Fitness
Light-Activated Drug Induces Sleep by Targeting Brain Receptors – Neuroscience News
Summary: Researchers developed a light-sensitive drug that enhances adenosine activity in the brain, inducing sleep in mice without genetic modification. This innovation overcomes the limitations of conventional photosensitive drugs, offering precise control over sleep and motivation via A2A receptors.
The study highlights the potential of optochemistry in brain-specific drug targeting.
Key Facts:
- Innovative Approach: Light-sensitive drug induces sleep by targeting brain A2A receptors.
- Overcoming Limitations: New drug avoids issues like phototoxicity and blood-brain barrier permeability.
- Research Funding: Supported by WPI, Japan Science and Technology Agency CREST Grant, and AMED.
Source: University of Tsukuba
The nucleus accumbens plays a pivotal role in motivational behavior and sleep regulation, modulated by adenosine A2A receptors (A2AR). Hence, selective A2AR regulation within this brain region could control sleep and motivation.
However, A2ARs are distributed across various organs, including the heart, posing challenges for precise brain-specific modulation without genetic interventions.
A research team led by Professor Michael Lazarus and Associate Professor Tsuyoshi Saitoh (TRiSTAR Fellow) from the Institute of Medicine and the International Institute for Integrative Sleep Medicine (WPI-IIIS) at the University of Tsukuba delved into optochemistry. They aimed to develop a novel light-sensitive drug that enhances extracellular adenosine activity.
By administering this drug to mice and selectively irradiating the nucleus accumbens with light, they succeeded in inducing sleep artificially without genetic modification for the first time.
Conventional photosensitive drugs have faced hurdles in mammals and other living organisms due to problems such as phototoxicity caused by ultraviolet light, blood-brain barrier permeability, and photoreaction efficiency.
The newly developed photosensitive drug overcomes these issues, showcasing optochemistry’s potential in developing drugs targeting A2AR in the brain and regulating brain function by targeting other central drug receptors.
Funding: This research was conducted as part of a research project funded by the World Premier International Research Center Initiative (WPI), Japan Science and Technology Agency CREST Grant (JPMJCR1655), Grants-in-Aid for Scientific Research (JP21H02802, JP23H04148), and AMED (JP21zf0127005).
About this neurotech, neuropharmacology, and sleep research news
Author: YAMASHINA Naoko
Source: University of Tsukuba
Contact: YAMASHINA Naoko – University of Tsukuba
Image: The image is credited to Neuroscience News
Original Research: Open access.
“Optochemical control of slow-wave sleep in the nucleus accumbens of male mice by a photoactivatable allosteric modulator of adenosine A2A receptors” by Michael Lazarus et al. Nature Communications
Abstract
Optochemical control of slow-wave sleep in the nucleus accumbens of male mice by a photoactivatable allosteric modulator of adenosine A2A receptors
Optochemistry, an emerging pharmacologic approach in which light is used to selectively activate or deactivate molecules, has the potential to alleviate symptoms, cure diseases, and improve quality of life while preventing uncontrolled drug effects.

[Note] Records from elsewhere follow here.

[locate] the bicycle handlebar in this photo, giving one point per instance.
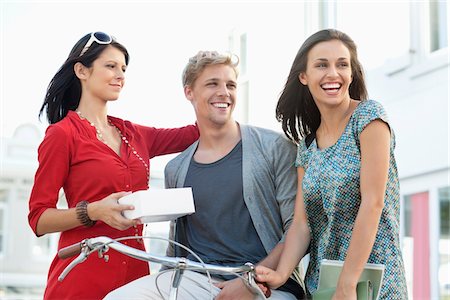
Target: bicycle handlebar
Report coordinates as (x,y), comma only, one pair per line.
(70,251)
(87,246)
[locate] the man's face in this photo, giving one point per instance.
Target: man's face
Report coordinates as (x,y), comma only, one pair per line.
(213,95)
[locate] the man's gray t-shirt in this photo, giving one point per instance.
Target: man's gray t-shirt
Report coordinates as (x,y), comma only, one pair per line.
(221,230)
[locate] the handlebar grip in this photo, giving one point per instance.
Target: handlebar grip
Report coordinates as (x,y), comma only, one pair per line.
(70,251)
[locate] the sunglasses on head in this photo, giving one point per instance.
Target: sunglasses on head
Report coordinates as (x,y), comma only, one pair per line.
(98,37)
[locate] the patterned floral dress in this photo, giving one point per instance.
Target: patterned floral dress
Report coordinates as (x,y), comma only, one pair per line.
(331,188)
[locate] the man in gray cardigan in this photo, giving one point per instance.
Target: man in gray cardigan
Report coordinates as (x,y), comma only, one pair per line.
(244,185)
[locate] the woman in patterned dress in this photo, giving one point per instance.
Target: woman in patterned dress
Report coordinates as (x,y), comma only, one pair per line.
(347,205)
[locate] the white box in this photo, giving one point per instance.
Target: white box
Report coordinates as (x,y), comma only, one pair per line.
(157,205)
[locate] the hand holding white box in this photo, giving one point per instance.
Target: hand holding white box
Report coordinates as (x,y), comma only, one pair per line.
(157,205)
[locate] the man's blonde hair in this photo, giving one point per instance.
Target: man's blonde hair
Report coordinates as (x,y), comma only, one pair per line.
(203,59)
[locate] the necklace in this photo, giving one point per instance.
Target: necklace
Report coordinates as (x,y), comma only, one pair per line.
(123,138)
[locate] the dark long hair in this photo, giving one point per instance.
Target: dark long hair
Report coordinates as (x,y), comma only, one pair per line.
(296,109)
(64,91)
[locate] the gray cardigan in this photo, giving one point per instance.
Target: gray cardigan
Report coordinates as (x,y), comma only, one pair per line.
(269,182)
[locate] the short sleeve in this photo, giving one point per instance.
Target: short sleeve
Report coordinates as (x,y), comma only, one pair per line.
(369,111)
(301,159)
(54,161)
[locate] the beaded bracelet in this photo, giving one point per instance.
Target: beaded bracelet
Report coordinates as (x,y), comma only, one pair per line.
(81,210)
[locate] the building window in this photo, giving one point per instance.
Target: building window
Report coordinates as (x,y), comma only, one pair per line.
(3,198)
(438,25)
(444,242)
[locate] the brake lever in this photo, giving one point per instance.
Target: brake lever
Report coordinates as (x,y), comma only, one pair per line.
(80,258)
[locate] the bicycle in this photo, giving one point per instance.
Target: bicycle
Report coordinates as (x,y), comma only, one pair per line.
(102,244)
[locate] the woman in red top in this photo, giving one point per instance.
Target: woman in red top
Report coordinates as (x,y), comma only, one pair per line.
(96,159)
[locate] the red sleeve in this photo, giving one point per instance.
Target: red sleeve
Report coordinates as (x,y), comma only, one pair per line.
(54,161)
(169,140)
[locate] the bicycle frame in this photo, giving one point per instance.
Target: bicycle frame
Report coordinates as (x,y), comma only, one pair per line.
(102,244)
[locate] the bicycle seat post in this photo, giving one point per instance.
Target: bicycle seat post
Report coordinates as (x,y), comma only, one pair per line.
(176,278)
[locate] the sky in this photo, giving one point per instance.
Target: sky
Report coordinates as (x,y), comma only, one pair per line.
(37,36)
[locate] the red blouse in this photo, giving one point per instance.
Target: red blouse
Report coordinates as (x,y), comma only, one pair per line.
(72,157)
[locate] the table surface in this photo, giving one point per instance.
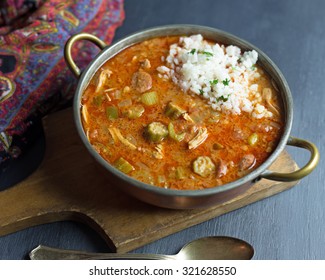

The development of in-vivo applications for optochemistry to render brain cells photoresponsive without relying on genetic engineering has been progressing slowly.
The nucleus accumbens (NAc) is a region for the regulation of slow-wave sleep (SWS) through the integration of motivational stimuli. Adenosine emerges as a promising candidate molecule for activating indirect pathway neurons of the NAc expressing adenosine A2A receptors (A2ARs) to induce SWS.
Here, we developed a brain-permeable positive allosteric modulator of A2ARs (A2AR PAM) that can be rapidly photoactivated with visible light (λ > 400 nm) and used it optoallosterically to induce SWS in the NAc of freely behaving male mice by increasing the activity of extracellular adenosine derived from astrocytic and neuronal activity.